(CBS/AP) GREENSBORO, N.C. - A North Carolina man who spent nearly 17 years in prison for a murder case in which law officers and prosecutors hid key details is going free.
Superior Court Judge Joe Turner on Friday ordered the release of 62-year-old LaMonte Armstrong.
Turner said it was a day when he truly knows that justice is being served, reports CBS Affiliate WFMY.
Armstrong was convicted of the 1988 killing of Ernestine Compton, one of his former professors at North Carolina A&T State University, and sentenced to life in prison.
He has always claimed he was innocent.
Key to the case was testimony from a convicted felon who now says police pressured him to accuse Armstrong.
Police Chief Ken Miller said investigators have matched a palm print found at the crime scene to another suspect who was later convicted of killing his father, and who died in a 2010 traffic accident.
Duke University's Wrongful Convictions Clinic and Innocence Project has worked with Armstrong to get his case heard in court.
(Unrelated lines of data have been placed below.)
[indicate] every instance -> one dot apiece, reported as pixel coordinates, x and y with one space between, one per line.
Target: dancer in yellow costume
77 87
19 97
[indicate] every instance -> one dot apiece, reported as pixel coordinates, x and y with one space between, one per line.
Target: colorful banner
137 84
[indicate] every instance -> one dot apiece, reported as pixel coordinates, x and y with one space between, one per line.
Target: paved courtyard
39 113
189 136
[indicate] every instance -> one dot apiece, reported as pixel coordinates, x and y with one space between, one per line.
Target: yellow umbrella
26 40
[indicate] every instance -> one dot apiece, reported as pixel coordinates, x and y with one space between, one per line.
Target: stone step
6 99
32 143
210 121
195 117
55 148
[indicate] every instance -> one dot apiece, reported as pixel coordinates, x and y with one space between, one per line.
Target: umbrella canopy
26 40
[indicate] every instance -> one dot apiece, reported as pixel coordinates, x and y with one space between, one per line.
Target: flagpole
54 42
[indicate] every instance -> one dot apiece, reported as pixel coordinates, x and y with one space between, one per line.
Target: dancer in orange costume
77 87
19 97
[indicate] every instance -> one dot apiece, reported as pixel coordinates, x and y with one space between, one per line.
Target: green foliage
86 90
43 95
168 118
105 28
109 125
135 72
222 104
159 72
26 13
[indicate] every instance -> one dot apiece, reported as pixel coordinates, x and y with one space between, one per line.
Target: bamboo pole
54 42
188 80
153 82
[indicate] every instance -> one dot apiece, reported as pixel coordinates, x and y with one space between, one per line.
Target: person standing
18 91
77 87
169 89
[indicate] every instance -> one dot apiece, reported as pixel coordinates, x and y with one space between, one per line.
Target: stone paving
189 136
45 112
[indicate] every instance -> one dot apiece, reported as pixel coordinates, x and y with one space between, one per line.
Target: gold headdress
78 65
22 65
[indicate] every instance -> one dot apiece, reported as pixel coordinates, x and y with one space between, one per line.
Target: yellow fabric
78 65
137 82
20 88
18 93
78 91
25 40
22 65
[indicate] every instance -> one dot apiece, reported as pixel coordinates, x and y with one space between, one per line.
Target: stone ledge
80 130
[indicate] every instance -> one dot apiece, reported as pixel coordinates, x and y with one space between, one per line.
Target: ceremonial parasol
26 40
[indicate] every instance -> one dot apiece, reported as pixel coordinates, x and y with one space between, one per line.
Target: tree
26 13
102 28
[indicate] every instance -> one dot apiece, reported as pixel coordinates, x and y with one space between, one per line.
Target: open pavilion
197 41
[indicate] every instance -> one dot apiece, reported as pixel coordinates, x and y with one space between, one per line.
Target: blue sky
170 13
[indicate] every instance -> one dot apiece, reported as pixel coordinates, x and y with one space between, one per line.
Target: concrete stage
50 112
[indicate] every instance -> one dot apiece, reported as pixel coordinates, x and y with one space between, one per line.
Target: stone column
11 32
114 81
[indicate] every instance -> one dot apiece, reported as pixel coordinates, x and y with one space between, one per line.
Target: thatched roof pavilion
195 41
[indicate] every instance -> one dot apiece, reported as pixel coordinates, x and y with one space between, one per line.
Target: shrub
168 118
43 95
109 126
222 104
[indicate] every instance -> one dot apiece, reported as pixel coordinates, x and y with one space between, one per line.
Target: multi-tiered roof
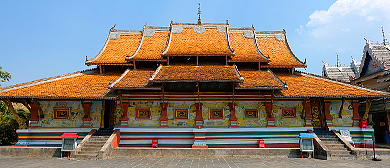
189 53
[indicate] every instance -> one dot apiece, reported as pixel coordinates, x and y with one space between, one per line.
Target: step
326 136
92 145
340 152
92 153
86 157
96 136
96 142
331 142
338 145
342 157
90 149
329 139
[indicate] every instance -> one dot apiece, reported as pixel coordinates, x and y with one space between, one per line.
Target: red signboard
363 124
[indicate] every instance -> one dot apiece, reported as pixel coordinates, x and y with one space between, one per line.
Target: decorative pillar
329 118
164 116
198 118
308 117
270 116
199 138
233 118
87 115
124 118
33 116
356 118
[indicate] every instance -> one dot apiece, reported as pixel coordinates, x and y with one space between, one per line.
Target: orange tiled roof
209 73
260 80
303 85
245 49
116 50
189 43
152 47
278 51
86 85
133 79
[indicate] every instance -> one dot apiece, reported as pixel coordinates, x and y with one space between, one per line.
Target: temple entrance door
317 112
109 117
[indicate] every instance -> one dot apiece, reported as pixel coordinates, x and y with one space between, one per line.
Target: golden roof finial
199 20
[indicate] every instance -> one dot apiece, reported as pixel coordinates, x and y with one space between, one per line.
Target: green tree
8 124
4 75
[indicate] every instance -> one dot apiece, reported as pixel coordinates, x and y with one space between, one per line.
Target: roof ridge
139 46
228 41
237 72
100 52
34 82
341 82
257 48
277 78
289 49
156 72
169 43
119 79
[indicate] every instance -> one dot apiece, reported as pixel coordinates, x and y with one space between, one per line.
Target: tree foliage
8 124
4 76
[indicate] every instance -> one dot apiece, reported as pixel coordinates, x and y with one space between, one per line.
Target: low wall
30 151
209 153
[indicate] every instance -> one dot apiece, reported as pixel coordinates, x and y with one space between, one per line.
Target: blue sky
40 39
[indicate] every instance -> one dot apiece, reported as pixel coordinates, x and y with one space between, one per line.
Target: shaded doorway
109 113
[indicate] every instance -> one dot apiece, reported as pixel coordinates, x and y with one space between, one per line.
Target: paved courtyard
6 161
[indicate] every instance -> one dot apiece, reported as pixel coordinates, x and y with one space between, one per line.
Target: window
289 113
61 113
216 113
181 113
143 114
251 113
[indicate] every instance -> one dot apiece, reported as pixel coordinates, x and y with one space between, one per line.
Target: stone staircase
338 150
90 149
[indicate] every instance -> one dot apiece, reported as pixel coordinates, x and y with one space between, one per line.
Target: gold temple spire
199 20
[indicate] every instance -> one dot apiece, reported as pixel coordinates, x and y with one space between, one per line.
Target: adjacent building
192 84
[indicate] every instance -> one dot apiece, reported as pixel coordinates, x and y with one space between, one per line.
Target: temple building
191 85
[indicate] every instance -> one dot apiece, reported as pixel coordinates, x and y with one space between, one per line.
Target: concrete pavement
7 161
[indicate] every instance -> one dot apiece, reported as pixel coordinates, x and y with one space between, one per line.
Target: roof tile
117 50
189 43
152 47
259 80
197 73
302 85
244 49
87 85
277 51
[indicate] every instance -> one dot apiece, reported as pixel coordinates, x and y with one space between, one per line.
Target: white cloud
348 15
300 30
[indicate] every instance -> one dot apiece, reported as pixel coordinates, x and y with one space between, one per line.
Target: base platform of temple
362 153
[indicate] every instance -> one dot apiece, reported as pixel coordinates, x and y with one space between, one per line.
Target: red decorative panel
251 113
216 113
61 113
143 114
289 113
181 113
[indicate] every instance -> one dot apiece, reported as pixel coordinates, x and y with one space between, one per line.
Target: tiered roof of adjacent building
140 60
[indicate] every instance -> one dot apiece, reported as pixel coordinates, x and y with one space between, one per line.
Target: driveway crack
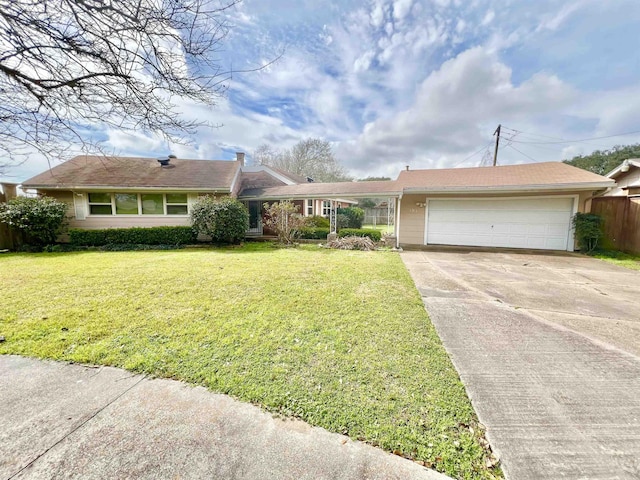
68 434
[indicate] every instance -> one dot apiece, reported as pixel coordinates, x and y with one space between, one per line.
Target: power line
531 158
577 140
473 154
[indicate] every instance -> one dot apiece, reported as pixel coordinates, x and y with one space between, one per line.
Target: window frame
111 204
175 204
139 195
326 208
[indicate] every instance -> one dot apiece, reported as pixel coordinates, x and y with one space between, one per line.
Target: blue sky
420 83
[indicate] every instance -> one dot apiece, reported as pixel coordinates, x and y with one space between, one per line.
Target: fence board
621 217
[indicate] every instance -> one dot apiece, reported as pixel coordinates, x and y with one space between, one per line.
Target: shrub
352 243
354 217
342 221
314 233
225 220
41 219
283 218
317 221
138 236
588 228
374 235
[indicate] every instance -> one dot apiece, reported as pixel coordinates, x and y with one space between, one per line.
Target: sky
422 83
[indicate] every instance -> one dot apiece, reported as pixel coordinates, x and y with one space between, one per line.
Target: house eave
101 188
326 196
511 188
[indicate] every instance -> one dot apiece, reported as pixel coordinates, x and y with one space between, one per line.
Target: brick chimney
10 191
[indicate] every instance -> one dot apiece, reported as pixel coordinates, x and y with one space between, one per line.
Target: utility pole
495 153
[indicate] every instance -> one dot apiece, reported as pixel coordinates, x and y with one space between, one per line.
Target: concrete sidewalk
70 421
557 403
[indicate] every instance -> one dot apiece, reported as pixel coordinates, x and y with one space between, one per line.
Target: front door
255 217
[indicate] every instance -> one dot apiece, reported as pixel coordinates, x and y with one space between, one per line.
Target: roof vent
164 162
625 166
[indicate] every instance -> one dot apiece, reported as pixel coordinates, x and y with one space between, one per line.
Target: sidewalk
70 421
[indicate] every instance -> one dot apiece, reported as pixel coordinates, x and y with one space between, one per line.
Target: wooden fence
621 222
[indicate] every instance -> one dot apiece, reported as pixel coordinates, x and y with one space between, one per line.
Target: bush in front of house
41 219
353 217
374 235
225 220
314 233
132 236
588 228
352 242
283 218
316 221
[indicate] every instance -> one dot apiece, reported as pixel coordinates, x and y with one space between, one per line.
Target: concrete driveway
548 347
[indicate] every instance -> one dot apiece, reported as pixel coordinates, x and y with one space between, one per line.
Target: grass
620 258
339 339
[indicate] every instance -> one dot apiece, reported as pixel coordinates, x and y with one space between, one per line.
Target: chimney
10 191
164 162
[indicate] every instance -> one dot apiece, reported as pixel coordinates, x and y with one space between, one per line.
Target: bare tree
70 66
312 158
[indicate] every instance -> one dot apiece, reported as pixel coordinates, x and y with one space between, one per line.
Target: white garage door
516 223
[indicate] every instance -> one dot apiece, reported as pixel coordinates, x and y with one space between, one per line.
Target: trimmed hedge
352 217
314 233
317 221
374 235
135 235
Duke Law professors Theresa Newman and James Coleman have worked on the case along with students and alumni from the school; five students continued to work on the case, pro bono, after they graduated.
According to Greensboro Police, a partial palm print, along with other latent prints collected at the scene, was sent to the State Crime Laboratory for identification in the early 1990s, but no match was made.
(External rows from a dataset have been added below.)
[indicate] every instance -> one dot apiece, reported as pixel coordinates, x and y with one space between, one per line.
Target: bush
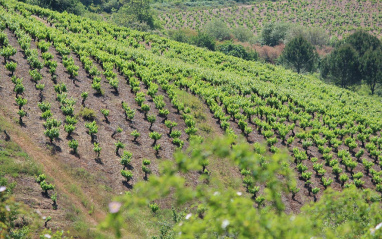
217 29
242 34
231 49
274 33
204 40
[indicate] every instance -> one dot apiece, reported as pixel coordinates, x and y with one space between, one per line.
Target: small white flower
372 230
225 223
114 207
378 226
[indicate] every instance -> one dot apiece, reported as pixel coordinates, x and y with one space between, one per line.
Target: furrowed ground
337 17
147 85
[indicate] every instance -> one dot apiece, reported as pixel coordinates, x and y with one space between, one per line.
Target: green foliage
300 55
155 136
11 66
242 34
217 29
52 133
371 68
135 134
273 33
135 14
87 114
231 49
97 149
73 144
7 52
128 175
204 40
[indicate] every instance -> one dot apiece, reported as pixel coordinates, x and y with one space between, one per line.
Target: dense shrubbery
355 60
231 49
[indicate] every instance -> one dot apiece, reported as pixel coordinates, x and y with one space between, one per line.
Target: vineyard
337 17
110 104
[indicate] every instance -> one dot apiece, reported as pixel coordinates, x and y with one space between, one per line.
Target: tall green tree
342 65
300 55
362 41
371 68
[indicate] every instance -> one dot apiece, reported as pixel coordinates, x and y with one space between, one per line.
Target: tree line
355 60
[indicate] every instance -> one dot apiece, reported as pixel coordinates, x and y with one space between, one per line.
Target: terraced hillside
108 104
337 17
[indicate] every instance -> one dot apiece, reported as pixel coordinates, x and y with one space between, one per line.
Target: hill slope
337 17
143 81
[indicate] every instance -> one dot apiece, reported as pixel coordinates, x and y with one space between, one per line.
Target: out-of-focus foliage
228 213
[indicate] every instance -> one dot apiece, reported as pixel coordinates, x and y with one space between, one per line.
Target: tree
218 29
362 41
273 33
371 68
231 49
242 34
300 54
342 65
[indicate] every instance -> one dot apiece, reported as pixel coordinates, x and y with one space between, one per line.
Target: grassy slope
337 17
199 62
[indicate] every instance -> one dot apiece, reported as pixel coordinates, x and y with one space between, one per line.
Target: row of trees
356 60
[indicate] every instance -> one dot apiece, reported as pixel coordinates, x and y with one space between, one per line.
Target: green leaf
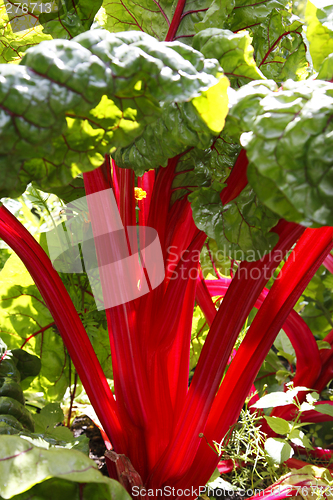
274 399
278 425
70 18
278 450
27 364
37 465
23 315
279 47
319 30
240 228
13 41
198 336
9 406
181 126
247 13
60 118
326 409
233 51
288 140
155 18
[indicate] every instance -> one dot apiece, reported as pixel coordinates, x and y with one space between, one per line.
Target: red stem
67 320
237 179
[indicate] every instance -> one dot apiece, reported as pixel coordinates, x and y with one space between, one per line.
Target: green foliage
246 14
155 18
233 51
287 140
316 303
59 472
198 336
14 45
14 416
70 18
319 30
241 228
280 48
60 121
Advances in technology since Armstrong's trial have now helped police identify the palm print as belonging to Christopher Bernard Caviness, a person of interest in this crime.
Greensboro Police said the original partial palm print was run through its SPEX fingerprint database, which produced a hit. The match was then independently confirmed by a second print examiner and by the State Crime Laboratory.
Caviness was convicted of the murder of his father in 1989. After his release from prison, Caviness was killed in a traffic accident in Winston-Salem in 2010.
Armstrong could be re-tried in the case, but the District Attorney said that is not likely.
WFMY correspondent Mark Geary reports Armstrong thanked his lawyers and supporters, calling them his "A-Team."
When asked if he was angry over his conviction and incarceration, Armstrong replied, "Yes, I'm somewhat angry, yeah. You can't help that, I'm human. I'm glad to see Guilford County finally rectified itself, and God's justice allowed and bestowed upon them probably where they had no control."
Chief Ken Miller said Greensboro Police will continue to work with the Wrongful Convictions Clinic and the D.A.'s Office as the case is re-opened as an active investigation.
"While these types of cases are very rare, we will always strive to conduct our investigations with integrity to ensure justice is done," said Miller. "We owe that to Mr. Armstrong and to the family of Professor Compton, and it is the right thing to do."